When you have a kid there is a lot to remember when you are preparing to take them to visit their grandparents for the first time. You make sure you have the stroller, their favorite toy, extra diapers, your Mother Box, you know, all those little things that will help make the trip to see their elders more bearable. It’s considered a fun time and important to the development of a child and his connection with their roots. But what if you grandpa is the ruthless god-like dictator of a world which has literally been described as hell and he is waging a war against the people whom you father leads? Well then, you better take a veggie tray also, just to be safe. That’s just what Scott Free and Big Barda plan on doing as they step through the Boom Tube to take their child, Jacob Free, to be turned over to Darkseid in exchange for peace between New Genesis and Apokolips.
When they arrive, father and mother are prepared to take that step which will end a bloody war and ensure peace. It is the ultimate sacrifice for a new family, but one that Scott and Barda seem willing to make. So as Uncle Desaad spouts accusations at Mister Miracle, Darkseid munches on the veggie tray, because while Darkseid Is, one thing he is not is rude. But Darkseid seems on the level, peace for the custody of the child, and he makes some serious concessions to Big Barda and Scott so as to assuage some of their fears. It looks like history is repeating itself in a way, and the Highfather of New Genesis turns his son over to the ruler of Apokolips to ensure peace… or is it? You have to read to find out. But let me say, as a father myself, this is a gut-wrenching issue.
THE PRICE OF PEACE IS NEVER TOO HIGH
This issue continues the original and unique storytelling of Tom King (Grayson, The Omega Men) and Mitch Gerads (The Sheriff of Babylon, The Punisher). Tom King has long been a creative writer, but I feel that he has hit a high watermark with his work in this series. This particular issue has multiple moments which lull you into a false sense of security, and all the while the sucker punch is being wound up just outside your guard. While Jack Kirby may have created the Fourth World, Tom King has taken the New Gods and denizens of Apokolips and given them humanity. This is no small task. More so maybe than nearly any other characters inhabiting the DCU, these are ones who were made to be larger than life. They are the ones the superheroes look at in awe, just because of who they are. King, however, makes them human in a way many writers ignore. Yes, they may be enemies on the battlefield, but that doesn’t stop Barda from greeting an old sister from the Furies as if they were real sisters, or maybe distant relatives. So much of the New Gods revolve around family and King’s work here, and in this issue specifically, hammers that home more than any other. What you do for family, in spite of family, and to escape your family, is brought to the forefront in a beautifully magnificent way.

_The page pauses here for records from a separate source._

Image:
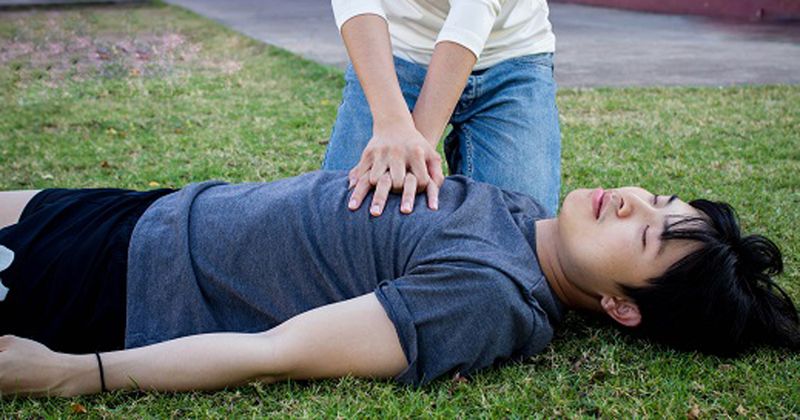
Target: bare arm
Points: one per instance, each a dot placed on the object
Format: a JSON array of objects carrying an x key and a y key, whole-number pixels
[
  {"x": 396, "y": 148},
  {"x": 447, "y": 75},
  {"x": 354, "y": 337}
]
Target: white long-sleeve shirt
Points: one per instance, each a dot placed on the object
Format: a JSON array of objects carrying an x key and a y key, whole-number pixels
[{"x": 494, "y": 30}]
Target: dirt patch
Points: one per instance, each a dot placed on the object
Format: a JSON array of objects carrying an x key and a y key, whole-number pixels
[{"x": 50, "y": 50}]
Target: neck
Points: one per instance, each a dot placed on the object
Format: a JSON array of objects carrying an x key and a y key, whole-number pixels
[{"x": 547, "y": 249}]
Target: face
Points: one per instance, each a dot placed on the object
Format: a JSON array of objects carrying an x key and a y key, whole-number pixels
[{"x": 611, "y": 237}]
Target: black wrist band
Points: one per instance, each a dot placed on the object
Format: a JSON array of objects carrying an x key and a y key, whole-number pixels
[{"x": 102, "y": 374}]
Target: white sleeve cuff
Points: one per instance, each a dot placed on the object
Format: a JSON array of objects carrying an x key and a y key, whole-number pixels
[
  {"x": 344, "y": 10},
  {"x": 469, "y": 23}
]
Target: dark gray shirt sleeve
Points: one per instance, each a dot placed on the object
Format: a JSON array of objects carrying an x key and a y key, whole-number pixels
[{"x": 458, "y": 317}]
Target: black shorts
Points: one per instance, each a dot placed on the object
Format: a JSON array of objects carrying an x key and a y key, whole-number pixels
[{"x": 67, "y": 282}]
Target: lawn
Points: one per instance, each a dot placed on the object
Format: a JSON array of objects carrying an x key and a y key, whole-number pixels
[{"x": 149, "y": 96}]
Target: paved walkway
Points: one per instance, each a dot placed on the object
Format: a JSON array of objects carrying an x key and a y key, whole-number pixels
[{"x": 595, "y": 46}]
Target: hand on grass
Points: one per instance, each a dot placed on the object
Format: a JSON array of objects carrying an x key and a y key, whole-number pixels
[
  {"x": 397, "y": 159},
  {"x": 30, "y": 368}
]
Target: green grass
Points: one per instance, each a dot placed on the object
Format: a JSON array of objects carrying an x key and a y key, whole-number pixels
[{"x": 218, "y": 105}]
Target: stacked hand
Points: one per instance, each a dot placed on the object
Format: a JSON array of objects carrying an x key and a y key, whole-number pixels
[{"x": 397, "y": 159}]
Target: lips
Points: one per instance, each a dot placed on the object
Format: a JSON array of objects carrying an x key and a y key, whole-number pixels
[{"x": 597, "y": 201}]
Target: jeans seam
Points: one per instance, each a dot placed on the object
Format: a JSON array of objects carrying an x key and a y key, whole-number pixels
[{"x": 468, "y": 146}]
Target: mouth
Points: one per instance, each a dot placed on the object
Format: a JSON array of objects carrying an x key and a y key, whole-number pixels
[{"x": 597, "y": 201}]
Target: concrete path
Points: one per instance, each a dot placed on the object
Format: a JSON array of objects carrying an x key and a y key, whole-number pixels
[{"x": 595, "y": 46}]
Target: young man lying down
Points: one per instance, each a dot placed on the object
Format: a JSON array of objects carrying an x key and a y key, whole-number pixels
[{"x": 217, "y": 285}]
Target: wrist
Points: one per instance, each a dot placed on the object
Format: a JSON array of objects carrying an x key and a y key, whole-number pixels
[
  {"x": 394, "y": 123},
  {"x": 81, "y": 375}
]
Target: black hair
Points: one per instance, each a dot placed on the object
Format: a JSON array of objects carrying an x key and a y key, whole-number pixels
[{"x": 720, "y": 299}]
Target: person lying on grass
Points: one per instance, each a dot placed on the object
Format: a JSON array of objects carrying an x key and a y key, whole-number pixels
[{"x": 217, "y": 285}]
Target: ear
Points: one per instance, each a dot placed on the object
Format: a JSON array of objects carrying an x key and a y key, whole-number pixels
[{"x": 621, "y": 310}]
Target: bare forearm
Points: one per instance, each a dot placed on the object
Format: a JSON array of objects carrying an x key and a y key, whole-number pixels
[
  {"x": 200, "y": 362},
  {"x": 367, "y": 40},
  {"x": 447, "y": 75}
]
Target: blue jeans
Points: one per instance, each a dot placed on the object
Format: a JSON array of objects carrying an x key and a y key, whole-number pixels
[{"x": 505, "y": 126}]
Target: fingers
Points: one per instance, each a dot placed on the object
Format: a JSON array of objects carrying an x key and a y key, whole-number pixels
[
  {"x": 435, "y": 169},
  {"x": 432, "y": 191},
  {"x": 361, "y": 189},
  {"x": 409, "y": 192},
  {"x": 437, "y": 179},
  {"x": 381, "y": 194}
]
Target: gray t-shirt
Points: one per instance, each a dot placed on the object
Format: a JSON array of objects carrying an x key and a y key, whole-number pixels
[{"x": 462, "y": 285}]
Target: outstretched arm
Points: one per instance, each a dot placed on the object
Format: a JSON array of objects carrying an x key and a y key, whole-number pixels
[{"x": 353, "y": 337}]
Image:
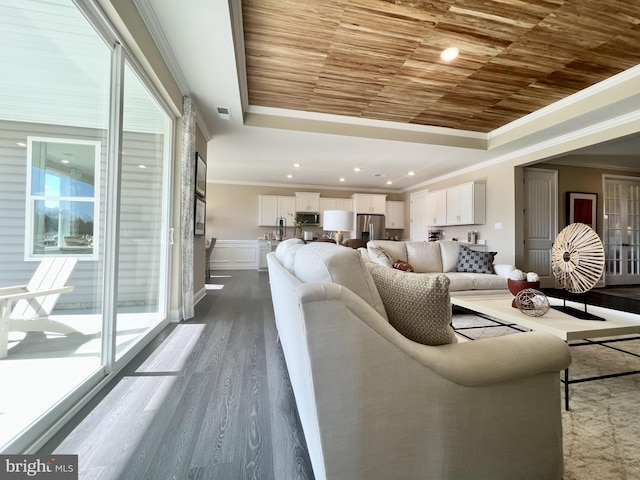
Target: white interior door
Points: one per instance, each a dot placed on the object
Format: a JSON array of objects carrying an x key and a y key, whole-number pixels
[
  {"x": 540, "y": 221},
  {"x": 621, "y": 231}
]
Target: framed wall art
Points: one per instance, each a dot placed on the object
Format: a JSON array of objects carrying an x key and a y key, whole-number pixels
[
  {"x": 201, "y": 176},
  {"x": 200, "y": 217},
  {"x": 582, "y": 208}
]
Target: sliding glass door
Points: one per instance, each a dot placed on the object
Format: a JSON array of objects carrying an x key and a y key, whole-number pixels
[
  {"x": 622, "y": 230},
  {"x": 84, "y": 174}
]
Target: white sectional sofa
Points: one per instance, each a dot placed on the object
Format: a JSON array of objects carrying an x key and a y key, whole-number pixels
[
  {"x": 440, "y": 257},
  {"x": 375, "y": 405}
]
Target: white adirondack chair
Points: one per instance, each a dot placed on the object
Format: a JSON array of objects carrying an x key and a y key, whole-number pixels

Mitch Gerads interpretation of King’s scripts are nothing less than stellar. The entire issue, minus a two-page splash, consists of the nine-panel format which Steve Dikto made popular so long ago. The images flow across those nine panels in multiple framing techniques, including somewhere the gutters between panels are ignored but not banished, giving a sense of an epic presence while still conforming to the rules the story sets out for itself. Action carries from second to second, jumping across panels and adding to the sense of time and motion the story possesses. Wonderfully detailed images expand the script beyond the words you read, making for a complete experience.
BOTTOM LINE: TWISTS AND TURNS WITH A CLIFFHANGER TO DIE FOR
This story is good and it is as much a character study of Scot Free and Mister Miracle as it is a tale of life during wartime. The cosmic scale of it frames a story that is very personal for the characters involved and they base their decisions on the wellness of their family as much as the repercussions on the rest of the universe. Dialogue is smart and snappy without falling into the trap of making every character brilliantly sarcastic. The art just clicks, and some of the images will make you laugh out loud, while others put you on the verge of tears.
Mister Miracle #11 sets the stage to redefine Scott Free’s journey of the last ten issues, and I can’t wait to see where it all leads.